The absence of regulation at the mid-carpal level enables the powerful radial extensors of the wrist to turn the proximal row of the carpus, together with the distal radial fragment, into extension, resulting in a loss of reduction. When the wrist is bent backward, the volar radiotriquetral and radiocapitate ligaments tighten, stabilizing both rows of carpal bones in relation to the radius.
They also counteract any pressures that could cause deformity by pulling on the distal fracture fragment from the front. Furthermore, forces exerted on the dorsiflexed carpus line up in a way that decreases the likelihood of a fracture. During palmar flexion, these pressures exert a tendency to increase displacement in the specified direction (Figure 3a and 3b).
Minimizing collapse in a badly comminute fracture can be achieved by immobilizing the wrist in dorsiflexion. Figure 4 illustrates that the collapse or impaction, particularly of the dorsal cortex, is more likely to occur in a straight or smoothly curved tube than in a tube with a double curve in a 'S' form. After manipulating a Colles' fracture, immobilizing the wrist in dorsiflexion might help maintain the reduction. The fracture will most readily collapse within a straight tube.
When the wrist is dorsiflexed, the plaster molds into a tube with a double bend in a 'S' shape. The most crucial radiographic measure for evaluating fracture instability is the decrease of radial height. The "Other" category encompasses the presence or absence of a decreased volar cortex.8 Advanced age, osteoporosis, and dorsal comminution contribute to higher fracture instability.[17,18]
Not all parameters are equally preserved after applying a plaster cast. Retaining radial height is the most challenging, whereas volar tilt is somewhat kept and radial angle falls between loss of radial height and volar tilt.[19,20]
The average loss in radial height in our study is 4.11 mm at the final follow-up.

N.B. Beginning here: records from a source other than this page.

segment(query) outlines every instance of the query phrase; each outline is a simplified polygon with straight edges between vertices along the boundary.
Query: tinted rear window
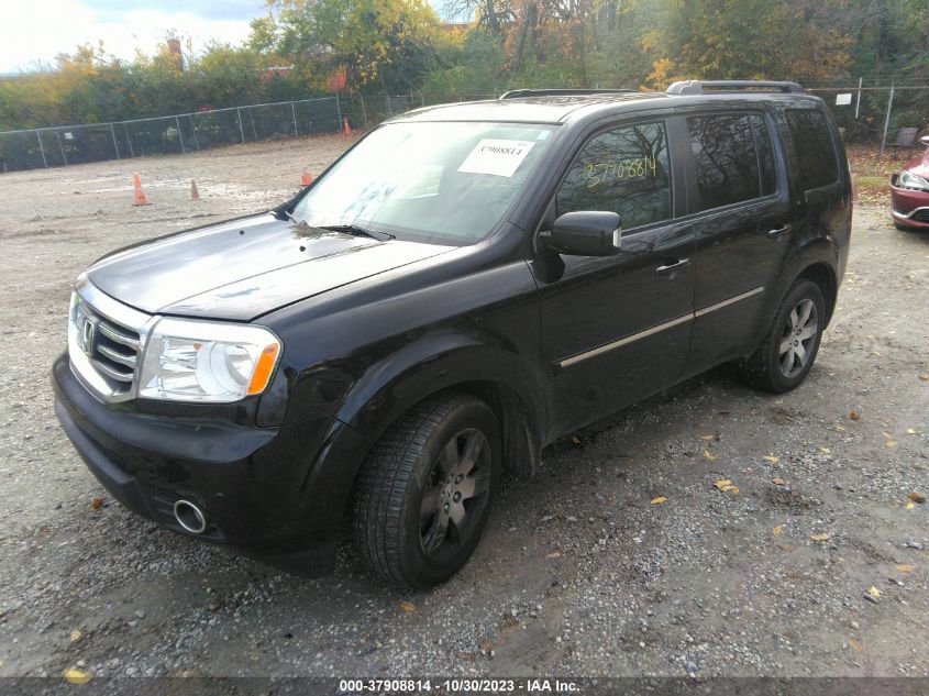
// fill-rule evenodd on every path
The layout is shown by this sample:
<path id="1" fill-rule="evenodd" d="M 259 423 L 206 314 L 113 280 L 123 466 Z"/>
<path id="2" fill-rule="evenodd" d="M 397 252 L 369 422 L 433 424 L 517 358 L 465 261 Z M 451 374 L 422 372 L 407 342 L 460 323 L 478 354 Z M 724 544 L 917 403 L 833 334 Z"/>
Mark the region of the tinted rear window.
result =
<path id="1" fill-rule="evenodd" d="M 834 184 L 839 179 L 839 163 L 826 117 L 811 109 L 788 109 L 786 115 L 800 165 L 801 188 L 809 190 Z"/>
<path id="2" fill-rule="evenodd" d="M 697 161 L 700 210 L 759 198 L 759 158 L 748 115 L 687 119 Z"/>

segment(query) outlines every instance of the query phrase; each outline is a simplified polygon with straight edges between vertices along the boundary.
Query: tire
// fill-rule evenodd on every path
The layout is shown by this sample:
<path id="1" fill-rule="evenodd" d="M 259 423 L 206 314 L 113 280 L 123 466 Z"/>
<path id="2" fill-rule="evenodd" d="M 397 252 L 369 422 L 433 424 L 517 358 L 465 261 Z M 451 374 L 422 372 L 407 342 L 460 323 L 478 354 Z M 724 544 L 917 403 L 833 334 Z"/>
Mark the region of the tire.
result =
<path id="1" fill-rule="evenodd" d="M 822 290 L 812 280 L 798 279 L 781 300 L 767 335 L 743 363 L 745 380 L 774 394 L 799 386 L 816 361 L 825 321 Z"/>
<path id="2" fill-rule="evenodd" d="M 454 575 L 484 531 L 501 459 L 497 417 L 473 396 L 446 393 L 402 416 L 355 485 L 353 532 L 367 566 L 416 589 Z"/>

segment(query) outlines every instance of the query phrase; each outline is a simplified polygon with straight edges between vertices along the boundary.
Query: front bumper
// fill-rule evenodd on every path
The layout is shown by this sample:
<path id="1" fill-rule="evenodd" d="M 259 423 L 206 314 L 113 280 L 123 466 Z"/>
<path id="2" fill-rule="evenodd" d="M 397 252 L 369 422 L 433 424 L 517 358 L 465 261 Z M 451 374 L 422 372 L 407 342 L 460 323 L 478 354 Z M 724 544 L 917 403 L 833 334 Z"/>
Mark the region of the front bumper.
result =
<path id="1" fill-rule="evenodd" d="M 929 229 L 929 192 L 891 186 L 891 213 L 894 222 L 909 228 Z"/>
<path id="2" fill-rule="evenodd" d="M 331 565 L 345 500 L 319 484 L 333 471 L 338 475 L 340 467 L 331 467 L 324 454 L 340 434 L 352 437 L 346 426 L 322 418 L 257 428 L 104 405 L 71 373 L 67 354 L 55 362 L 52 383 L 62 427 L 126 508 L 180 534 L 252 555 L 324 551 L 319 563 Z M 181 498 L 206 512 L 202 533 L 186 531 L 175 519 L 174 504 Z"/>

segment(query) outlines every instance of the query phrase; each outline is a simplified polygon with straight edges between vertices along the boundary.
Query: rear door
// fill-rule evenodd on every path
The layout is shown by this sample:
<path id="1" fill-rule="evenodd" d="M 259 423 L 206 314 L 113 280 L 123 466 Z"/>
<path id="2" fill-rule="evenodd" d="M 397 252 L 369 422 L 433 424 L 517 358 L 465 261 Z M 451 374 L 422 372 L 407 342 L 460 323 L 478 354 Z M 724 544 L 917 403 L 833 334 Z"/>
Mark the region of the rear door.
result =
<path id="1" fill-rule="evenodd" d="M 793 234 L 774 123 L 763 110 L 695 114 L 688 206 L 697 243 L 688 372 L 743 355 Z"/>
<path id="2" fill-rule="evenodd" d="M 552 201 L 549 222 L 578 210 L 613 211 L 622 220 L 622 248 L 613 256 L 546 251 L 533 259 L 555 434 L 674 384 L 684 371 L 695 242 L 689 224 L 674 219 L 683 181 L 668 143 L 675 124 L 651 119 L 595 133 Z"/>

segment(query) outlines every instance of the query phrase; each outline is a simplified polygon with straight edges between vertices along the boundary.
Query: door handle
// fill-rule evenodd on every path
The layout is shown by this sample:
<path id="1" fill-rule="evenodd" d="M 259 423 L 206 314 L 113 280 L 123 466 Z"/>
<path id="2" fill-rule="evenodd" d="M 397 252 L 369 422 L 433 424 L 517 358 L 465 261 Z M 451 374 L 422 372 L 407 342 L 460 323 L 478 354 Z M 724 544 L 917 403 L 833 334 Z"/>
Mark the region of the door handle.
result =
<path id="1" fill-rule="evenodd" d="M 673 270 L 681 268 L 681 266 L 686 266 L 689 263 L 690 263 L 689 258 L 682 258 L 681 261 L 670 263 L 665 266 L 659 266 L 657 268 L 655 268 L 655 273 L 659 274 L 659 275 L 663 275 L 665 273 L 672 273 Z"/>
<path id="2" fill-rule="evenodd" d="M 785 225 L 779 227 L 779 228 L 774 228 L 773 230 L 767 231 L 767 236 L 770 236 L 772 240 L 776 240 L 778 236 L 781 236 L 782 234 L 784 234 L 786 232 L 789 232 L 793 229 L 794 229 L 794 225 L 792 225 L 792 224 L 785 224 Z"/>

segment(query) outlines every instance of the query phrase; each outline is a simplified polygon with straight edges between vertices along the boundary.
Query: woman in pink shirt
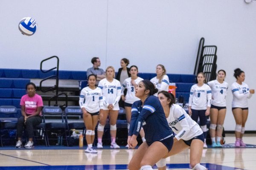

The study by Gupta et al found that the highest loss of radial length occurred following immobilization in the neutral position, whereas those immobilized in dorsiflexion saw the least loss.10 Baruah et colleagues reported that 81.82% of patients with a radial length decrease exceeding 7 mm experienced unfavorable functional outcomes.[21] Rajan et al. discovered that 65% of patients with DF had a normal radial height, whereas only 40% of patients with PF had the same.[22] The study found an average loss in radial inclination of 6.85 degrees at the last follow-up. Gupta et al found that the loss of radial inclination was consistent across all three wrist positions. Baruah et al. found that 81.62% of patients (40 out of 49) with a radial angulation loss of less than 9 degrees demonstrated excellent to good functional outcomes.[18] Rajan et al. found that 7 out of 34 patients with distal radius fractures had a loss of radial inclination, while 16 out of 30 patients with proximal fractures experienced the same.[19]
The mean decrease in volar tilt is 7.06 mm at the end of our study. Gupta et al found that the least amount of volar tilt loss occurred when the wrist was in dorsiflexion rather than plantar flexion.[16] Baruah et al found that 88.10% of the 42 patients with residual dorsal angulation of less than 10 degrees had excellent or good functional outcomes.[21] Rajan et al found that 10 out of 34 patients had dorsal flexion loss of palmar tilt, while 19 out of 30 had palmar flexion.[22]
Our study found that 93% of patients achieved excellent to fair results based on the Lindstrom criteria, consistent with the findings of Rajan et al (91% good results), Baruah et al (76% results), and Gupta et al (99% results).
It is determined that immobilizing the wrist in dorsiflexion yields superior outcomes compared to immobilization in plantar flexion. Patients with dorsiflexion exhibit improved hand function and less residual deformity.